In addition to teaching, Mortimer is a chance of a playing, coaching or captain/coach role in a local team.
"I've had approaches from a few club up here – I love my bush footy," the Orange CYMS product continued.
Mortimer's playing record – 10 seasons, almost 150 top-grade games, two grand finals and a premiership ring – is one plenty of players would kill for.
"Mate, I've got four brothers who would've killed for that experience, I know how lucky I've had it," he said.
"To play one game was my goal. Losing that 2009 grand final really lit a fire so I was lucky to be a part of the 2013 side.
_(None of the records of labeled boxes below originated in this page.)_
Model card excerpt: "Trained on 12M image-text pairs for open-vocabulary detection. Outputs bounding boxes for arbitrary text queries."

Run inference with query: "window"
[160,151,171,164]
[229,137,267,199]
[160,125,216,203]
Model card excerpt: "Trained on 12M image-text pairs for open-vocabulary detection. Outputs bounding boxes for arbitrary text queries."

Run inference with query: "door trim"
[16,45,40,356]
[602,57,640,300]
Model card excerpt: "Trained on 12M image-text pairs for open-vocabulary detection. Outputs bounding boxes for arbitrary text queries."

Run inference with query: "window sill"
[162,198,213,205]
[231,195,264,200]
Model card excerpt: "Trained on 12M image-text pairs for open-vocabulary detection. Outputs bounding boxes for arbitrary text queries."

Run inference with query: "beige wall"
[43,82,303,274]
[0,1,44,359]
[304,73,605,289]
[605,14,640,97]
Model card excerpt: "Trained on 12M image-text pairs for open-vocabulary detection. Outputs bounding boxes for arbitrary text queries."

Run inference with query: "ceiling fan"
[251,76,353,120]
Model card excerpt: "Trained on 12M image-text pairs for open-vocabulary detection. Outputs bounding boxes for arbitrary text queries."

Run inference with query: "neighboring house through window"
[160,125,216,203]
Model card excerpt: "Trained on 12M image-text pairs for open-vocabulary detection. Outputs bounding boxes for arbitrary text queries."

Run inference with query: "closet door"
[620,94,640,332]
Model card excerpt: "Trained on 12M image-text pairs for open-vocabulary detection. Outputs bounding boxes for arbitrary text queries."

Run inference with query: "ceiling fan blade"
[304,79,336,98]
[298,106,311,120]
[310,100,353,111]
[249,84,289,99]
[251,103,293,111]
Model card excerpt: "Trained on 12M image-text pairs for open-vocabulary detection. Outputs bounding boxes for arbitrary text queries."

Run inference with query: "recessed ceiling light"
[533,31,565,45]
An NRL career takes you so many places and you just have to roll with it, it's a rollercoaster, I had a fair share of ups and downs but it's time for me to jump off."
In late 2012, Mortimer marched into new coach Trent Robinson's office to ask for a release to take up an appealing offer from the Titans, but he wasn't ready for the answer he got.
"His second day of pre-season I asked to leave. I didn't even think he knew who I was," Mortimer laughed.
"I walked into this meeting, I had an offer to go to the Titans, I was expecting him to say 'sweet mate, no problems' but he said 'no, you're not going anywhere'. I was really shocked.
"But he had faith in me, from that day on I trained hard and I played every game the next year including the premiership. After the grand final he came and found me and said 'are you glad you stayed?' and gave me a big hug. So all was forgiven!"
Aside from the two grand finals, Mortimer said his favourite moment in the NRL was the unexpected chance to face off against his childhood hero, Warriors great Stacey Jones.
"A personal highlight for me was playing against Stacey Jones; he was my idol as a kid," Mortimer said.
"He went overseas before I debuted so I thought I'd never get the chance then after his stint at Catalans he came back.
"In 2009 there was one game at Parramatta Stadium I got to line up opposite him. I was too scared to say anything to him but that was a huge honour for me. Apart from the grand finals that was a huge moment for me.
"But I've had so many good moments and made so many great friends made through the years."